BACKGROUND Measurement of 6-thioguanine nucleotide (6-TGN) concentrations in erythrocytes is widely accepted for use in optimization of thiopurine therapy. Various chromatographic methods have been developed for this purpose. In preliminary experiments we observed a considerable difference between 6-TGN concentrations determined with two widely used methods published by Lennard (Lennard L. J Chromatogr 1987;423:169-78) and by Dervieux and Boulieu (Dervieux T, Boulieu R. Clin Chem 1998;44:551-5). We therefore investigated methodologic differences between the two procedures with respect to hydrolysis of 6-TGNs to 6-thioguanine (6-TG) in more detail. METHODS We analyzed 6-TGNs in erythrocyte preparations (n = 50) from patients on azathioprine therapy by both methods, using the original protocols. In one set of experiments, we replaced the 0.5 mol/L sulfuric acid in the Lennard method with the 1 mol/L perchloric acid used by Dervieux and Boulieu. In a second set of experiments, we investigated the effect of various dithiothreitol (DTT) concentrations on 6-TG recovery with both methods.

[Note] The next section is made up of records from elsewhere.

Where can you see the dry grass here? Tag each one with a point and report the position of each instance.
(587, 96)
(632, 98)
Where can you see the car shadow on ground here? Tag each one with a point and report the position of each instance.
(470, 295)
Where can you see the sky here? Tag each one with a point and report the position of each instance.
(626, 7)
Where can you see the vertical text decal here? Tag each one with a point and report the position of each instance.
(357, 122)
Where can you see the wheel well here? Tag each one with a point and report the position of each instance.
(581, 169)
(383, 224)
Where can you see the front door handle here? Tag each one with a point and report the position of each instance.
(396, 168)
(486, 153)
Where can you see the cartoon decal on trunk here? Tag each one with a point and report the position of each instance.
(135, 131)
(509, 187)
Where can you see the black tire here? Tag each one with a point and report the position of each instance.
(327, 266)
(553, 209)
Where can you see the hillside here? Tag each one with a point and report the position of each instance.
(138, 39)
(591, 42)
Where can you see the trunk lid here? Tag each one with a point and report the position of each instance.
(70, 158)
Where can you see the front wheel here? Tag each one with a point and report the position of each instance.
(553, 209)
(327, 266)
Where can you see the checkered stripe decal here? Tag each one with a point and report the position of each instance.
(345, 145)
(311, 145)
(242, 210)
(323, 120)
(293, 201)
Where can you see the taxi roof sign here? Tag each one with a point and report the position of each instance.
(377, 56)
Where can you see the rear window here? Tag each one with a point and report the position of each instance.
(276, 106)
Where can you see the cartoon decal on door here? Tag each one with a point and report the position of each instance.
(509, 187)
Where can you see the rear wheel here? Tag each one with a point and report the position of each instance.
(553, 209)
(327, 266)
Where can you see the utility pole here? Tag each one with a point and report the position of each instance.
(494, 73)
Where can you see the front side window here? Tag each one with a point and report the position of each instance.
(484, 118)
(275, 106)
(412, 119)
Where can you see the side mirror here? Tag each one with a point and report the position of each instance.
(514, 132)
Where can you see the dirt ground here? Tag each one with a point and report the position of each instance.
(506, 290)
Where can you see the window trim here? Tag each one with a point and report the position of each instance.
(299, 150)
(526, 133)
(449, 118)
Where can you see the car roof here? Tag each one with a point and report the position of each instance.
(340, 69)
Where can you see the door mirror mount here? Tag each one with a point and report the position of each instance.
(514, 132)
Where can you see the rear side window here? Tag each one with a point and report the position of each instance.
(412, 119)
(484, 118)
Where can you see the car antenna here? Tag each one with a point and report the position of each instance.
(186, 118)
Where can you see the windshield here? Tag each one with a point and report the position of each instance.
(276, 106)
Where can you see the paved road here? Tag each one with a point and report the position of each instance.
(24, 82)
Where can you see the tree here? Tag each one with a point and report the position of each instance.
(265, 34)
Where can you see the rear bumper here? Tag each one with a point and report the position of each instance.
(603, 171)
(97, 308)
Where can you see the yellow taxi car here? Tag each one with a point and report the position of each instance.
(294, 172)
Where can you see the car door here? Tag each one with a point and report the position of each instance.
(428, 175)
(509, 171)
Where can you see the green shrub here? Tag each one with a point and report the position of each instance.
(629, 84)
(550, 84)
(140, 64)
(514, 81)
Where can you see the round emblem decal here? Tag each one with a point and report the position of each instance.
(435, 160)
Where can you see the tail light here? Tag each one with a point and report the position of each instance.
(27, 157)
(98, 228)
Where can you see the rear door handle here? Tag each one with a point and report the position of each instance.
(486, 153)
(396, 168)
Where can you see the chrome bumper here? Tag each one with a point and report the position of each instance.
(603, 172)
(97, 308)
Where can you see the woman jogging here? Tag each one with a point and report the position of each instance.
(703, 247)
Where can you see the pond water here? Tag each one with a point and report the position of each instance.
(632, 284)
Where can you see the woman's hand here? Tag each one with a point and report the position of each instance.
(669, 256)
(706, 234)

In a third set of experiments, we determined the effect of hydrolysis time on both protocols. RESULTS Direct comparison of both methods showed that 6-TGN concentrations were, on average, 2.6-fold higher in the Dervieux-Boulieu method over the concentration range tested, although the correlation (r = 0.99; P <0.001) was good. Replacement of sulfuric acid by perchloric acid reduced this difference to approximately 1.4-fold (r = 0.99; P <0.001). Increasing the DTT concentration enhanced 6-TG recovery. The hydrolysis time used in the Lennard method (1 h) was not sufficient to achieve complete hydrolysis. CONCLUSIONS The difference between 6-TGN concentrations measured by the two methods is attributable, at least in part, to differences in the extent of nucleotide hydrolysis. For optimization of thiopurine therapy, method-dependent therapeutic ranges are necessary, which precludes comparison of results from clinical studies derived with these methods. Efforts must therefore be made to standardize the analytical procedures for the determination of 6-TGN.